You get the impression that he’s been attempting an evocation of the flashy, blazing, sometimes blaring reign of Georg Solti at the Chicago Symphony Orchestra in the 1970s and ’80s, captured in influential recordings. But while the Philharmonic is a very high-quality ensemble, it is not quite at the same level of flawlessly brilliant precision as Solti’s Chicagoans.

So you get the overbearing control and aggressive forcefulness without the climactic grandeur or dumbfounding shine. I had never heard Copland’s Third Symphony, which the Philharmonic played on Friday after “The Elements,” sound so un-pastoral. This can sometimes be a baggy work, but van Zweden made it taut — and arid.

A sharp edge in the first movement kept the music moving, and avoided sentimentality. Van Zweden brought out the second movement’s machinelike motion, and the eerie transparency of the slow third, before a finale — showcasing the classic “Fanfare for the Common Man” — of lean focus. This was a Third without much sweetness or sumptuousness.

It was almost interesting, such a tough, grimly logical progress through the work — as if a reflection on a different United States than the one Copland was commemorating at the victorious close of World War II. And after years of the old hall’s undervaluing bass frequencies, it remains wonderful to feel them so viscerally now; the clarity of solos, particularly in the winds, is impressive.

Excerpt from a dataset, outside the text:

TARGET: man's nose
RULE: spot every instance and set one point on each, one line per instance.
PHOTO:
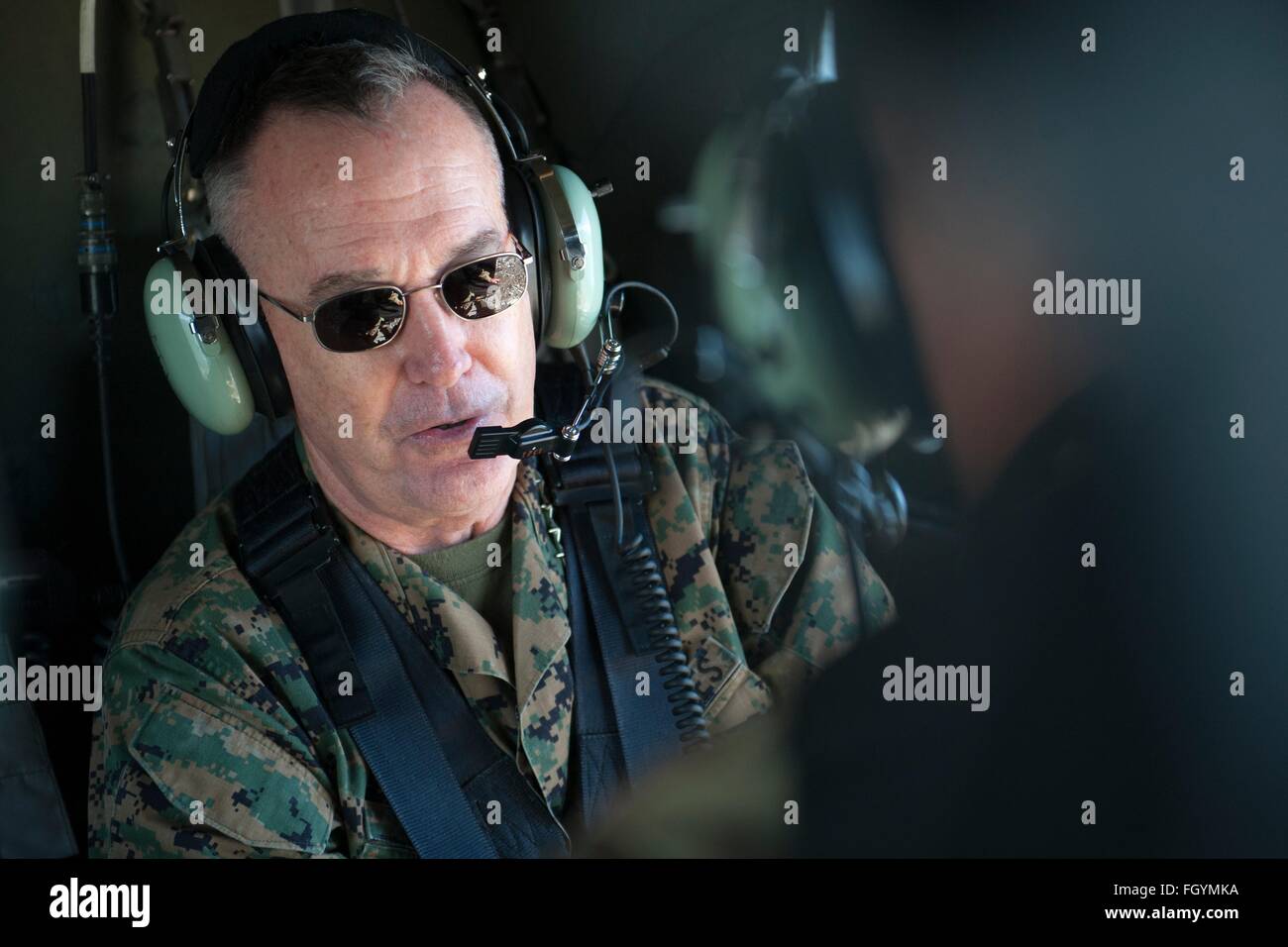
(434, 342)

Perhaps surprisingly, given van Zweden’s base in older repertory and firm hand in symphonies, he’s been a game and sensitive leader of a broad swath of contemporary music, and a considerate, never domineering concerto accompanist. On Wednesday, he was polite even as Yo-Yo Ma was too light-textured to make a strong impact in Dvorak’s evergreen Cello Concerto.

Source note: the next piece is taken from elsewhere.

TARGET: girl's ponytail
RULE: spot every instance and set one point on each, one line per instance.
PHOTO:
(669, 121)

And on Friday, van Zweden guided the orchestra eloquently and smoothly around Bell in “The Elements.” But this 40-minute suite, an attempt to recast Vivaldi’s “Four Seasons” for our time, is basically syrupy schlock.

Kevin Puts’s “Earth,” which begins and ends the work, has a sleepily saccharine section plainly borrowed from Copland, and some madcap, off-kilter propulsion plainly borrowed from John Adams. Jake Heggie’s “Fire” sets off bursts of orchestral “sparks” and racing whimsy, trimmed with celesta. Jennifer Higdon’s “Air” is blooming, not particularly airy; Jessie Montgomery’s “Space,” yet another romance-then-romp structure.

All of this was practically begging for film to accompany it and fill out its vagueness — with a uniformity of style, texture and color that made the pieces practically interchangeable manifestations of Bell’s warm, genially bland playing.

And Edgar Meyer’s tame “Water,” with its undulating winds and trickles of violin, was certainly no match for what had been going on outside.